I think budget reconciliation or not, the filibuster should die.
Elections have consequences, and requiring 60+ votes in one chamber is undemocratic.
Interestingly, the libertarian (LOL) Rand Paul voted against the budget reconciliation to repeal Obamacare. Chicken-shit Republican invoked the debt argument--that the repeal would increase the debt massively.
What, no free markets, Rand?
Repeal the whole thing, and watch the nonsense of "we don't need gubmint paws on my healthcare" die. Along with the ones wanting insurance, not having it, and yet calling it a cancer.
Elections have consequences, and requiring 60+ votes in one chamber is undemocratic.
Our Constitution is undemocratic. That's the point. Democracy isn't the goal; liberty is.
Where's the filibuster clause?
In the Senate rules, adopted every other year when a new Congress is convened.

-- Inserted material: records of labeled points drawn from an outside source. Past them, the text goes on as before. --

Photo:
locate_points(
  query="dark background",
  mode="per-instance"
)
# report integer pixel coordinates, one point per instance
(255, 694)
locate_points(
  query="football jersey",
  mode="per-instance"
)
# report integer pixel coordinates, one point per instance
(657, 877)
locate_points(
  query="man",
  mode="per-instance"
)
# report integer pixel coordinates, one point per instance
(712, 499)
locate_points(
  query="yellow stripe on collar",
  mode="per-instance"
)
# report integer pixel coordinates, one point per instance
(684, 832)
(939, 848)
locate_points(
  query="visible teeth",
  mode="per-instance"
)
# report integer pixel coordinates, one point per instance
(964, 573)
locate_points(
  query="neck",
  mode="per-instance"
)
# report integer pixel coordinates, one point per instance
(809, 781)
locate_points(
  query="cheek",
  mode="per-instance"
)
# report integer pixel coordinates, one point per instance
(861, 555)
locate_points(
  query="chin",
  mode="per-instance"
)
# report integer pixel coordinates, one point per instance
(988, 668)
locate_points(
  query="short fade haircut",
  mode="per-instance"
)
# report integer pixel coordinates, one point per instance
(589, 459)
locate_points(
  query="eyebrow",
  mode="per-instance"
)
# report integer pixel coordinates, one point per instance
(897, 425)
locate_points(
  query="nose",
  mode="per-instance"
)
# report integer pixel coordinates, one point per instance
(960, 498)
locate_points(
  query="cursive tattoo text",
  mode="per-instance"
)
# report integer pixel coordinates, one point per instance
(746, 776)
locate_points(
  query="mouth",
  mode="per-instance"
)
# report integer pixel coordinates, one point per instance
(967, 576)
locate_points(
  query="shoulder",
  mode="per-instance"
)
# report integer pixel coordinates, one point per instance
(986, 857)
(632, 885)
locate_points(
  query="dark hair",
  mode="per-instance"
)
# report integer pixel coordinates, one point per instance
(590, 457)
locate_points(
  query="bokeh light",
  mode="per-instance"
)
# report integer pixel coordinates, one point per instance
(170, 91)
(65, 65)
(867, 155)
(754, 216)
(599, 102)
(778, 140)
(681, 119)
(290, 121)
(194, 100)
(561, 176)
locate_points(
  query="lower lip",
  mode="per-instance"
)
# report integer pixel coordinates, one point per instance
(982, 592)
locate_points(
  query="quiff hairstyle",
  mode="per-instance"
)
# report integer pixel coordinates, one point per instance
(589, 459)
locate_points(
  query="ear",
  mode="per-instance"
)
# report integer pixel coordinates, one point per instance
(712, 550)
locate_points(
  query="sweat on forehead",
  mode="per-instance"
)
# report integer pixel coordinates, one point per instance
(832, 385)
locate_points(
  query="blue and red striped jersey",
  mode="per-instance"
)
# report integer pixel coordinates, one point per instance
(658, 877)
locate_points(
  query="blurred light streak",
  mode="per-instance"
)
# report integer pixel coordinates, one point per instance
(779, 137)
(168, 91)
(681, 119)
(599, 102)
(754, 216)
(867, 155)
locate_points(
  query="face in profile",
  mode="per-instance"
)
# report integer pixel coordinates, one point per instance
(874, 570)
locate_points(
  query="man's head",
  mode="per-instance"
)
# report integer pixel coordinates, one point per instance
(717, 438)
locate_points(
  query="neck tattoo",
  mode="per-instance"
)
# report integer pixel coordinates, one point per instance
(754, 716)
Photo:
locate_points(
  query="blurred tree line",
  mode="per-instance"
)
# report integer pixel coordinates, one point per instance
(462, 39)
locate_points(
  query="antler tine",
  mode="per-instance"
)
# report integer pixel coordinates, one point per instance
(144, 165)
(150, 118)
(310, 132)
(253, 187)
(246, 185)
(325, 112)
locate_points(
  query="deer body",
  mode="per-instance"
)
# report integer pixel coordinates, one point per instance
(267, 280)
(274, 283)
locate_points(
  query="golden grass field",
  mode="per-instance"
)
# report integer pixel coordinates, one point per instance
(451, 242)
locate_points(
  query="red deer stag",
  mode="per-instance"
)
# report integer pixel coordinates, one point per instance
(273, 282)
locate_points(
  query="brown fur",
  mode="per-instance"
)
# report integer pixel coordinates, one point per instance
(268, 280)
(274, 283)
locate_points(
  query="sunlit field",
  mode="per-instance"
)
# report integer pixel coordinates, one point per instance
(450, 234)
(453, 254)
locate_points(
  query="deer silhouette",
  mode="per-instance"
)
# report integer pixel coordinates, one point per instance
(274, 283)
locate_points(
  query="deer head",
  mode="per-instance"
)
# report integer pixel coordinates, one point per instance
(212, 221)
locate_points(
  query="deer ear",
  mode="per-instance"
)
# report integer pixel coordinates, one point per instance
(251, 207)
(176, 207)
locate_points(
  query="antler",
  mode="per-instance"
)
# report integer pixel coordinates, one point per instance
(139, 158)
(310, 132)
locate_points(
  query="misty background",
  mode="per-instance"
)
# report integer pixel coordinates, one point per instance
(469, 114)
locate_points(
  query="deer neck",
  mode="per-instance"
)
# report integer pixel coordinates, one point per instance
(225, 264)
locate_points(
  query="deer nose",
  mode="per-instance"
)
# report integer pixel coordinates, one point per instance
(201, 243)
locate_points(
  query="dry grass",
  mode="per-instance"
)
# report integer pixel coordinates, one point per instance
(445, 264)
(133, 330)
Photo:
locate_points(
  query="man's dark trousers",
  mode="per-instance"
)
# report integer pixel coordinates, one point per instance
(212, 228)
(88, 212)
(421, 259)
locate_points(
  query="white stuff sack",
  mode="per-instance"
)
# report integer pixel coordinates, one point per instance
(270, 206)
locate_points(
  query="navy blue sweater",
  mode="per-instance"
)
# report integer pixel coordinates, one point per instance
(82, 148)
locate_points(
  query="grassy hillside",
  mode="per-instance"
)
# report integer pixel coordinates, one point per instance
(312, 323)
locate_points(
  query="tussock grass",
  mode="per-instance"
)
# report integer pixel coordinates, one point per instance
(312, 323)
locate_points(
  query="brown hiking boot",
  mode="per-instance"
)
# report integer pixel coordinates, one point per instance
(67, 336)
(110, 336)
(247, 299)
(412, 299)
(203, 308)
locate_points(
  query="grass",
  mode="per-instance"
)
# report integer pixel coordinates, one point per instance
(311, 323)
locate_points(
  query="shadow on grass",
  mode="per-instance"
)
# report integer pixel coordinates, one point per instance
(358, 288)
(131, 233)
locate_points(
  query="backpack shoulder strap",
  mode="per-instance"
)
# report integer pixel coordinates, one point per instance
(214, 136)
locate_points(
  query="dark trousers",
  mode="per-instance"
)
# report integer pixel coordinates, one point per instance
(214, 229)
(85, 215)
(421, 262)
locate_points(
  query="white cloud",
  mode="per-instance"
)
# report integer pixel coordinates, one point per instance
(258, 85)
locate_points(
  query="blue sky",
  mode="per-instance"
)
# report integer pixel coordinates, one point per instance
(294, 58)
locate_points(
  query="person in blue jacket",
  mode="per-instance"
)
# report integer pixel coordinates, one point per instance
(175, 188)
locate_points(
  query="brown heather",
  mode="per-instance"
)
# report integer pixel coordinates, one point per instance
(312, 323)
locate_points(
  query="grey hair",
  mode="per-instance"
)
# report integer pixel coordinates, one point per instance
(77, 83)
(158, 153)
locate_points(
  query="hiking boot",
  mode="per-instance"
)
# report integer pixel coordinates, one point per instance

So a rule that contradicts the obvious spirit of the constitution with respect to how Congress votes on things that is itself being used in a way it was never intended is actually a wise and purposeful thing the founders intended.
You mean the rule that Aaron Burr spurred the Senate to adopt in 1806?
Tony:
According to Harry Reid, it is.
If course, it depends what year you ask him.
Where did you divine this obvious spirit from? The filibuster is hardly the only non-majoritarian rule in both houses' rules.
"It's different when our side does it." - NYT
The latest is an Editorial from the Opinion Page. The older is a piece of journalism reporting quotes from people and facts. Why does this happen so much when people talk about the Times? As the editor recently said on Meet the Press, if people had the actual physical paper they would see that editorials are only one section of the paper. If there is hypocrisy filtering into the reporting, it should be brought up, otherwise it is a non-story. Even if there was an editorial board "opinion" from 2010 which was different from the current "opinion", it would be a non-story because "opinions" can change in 7 years.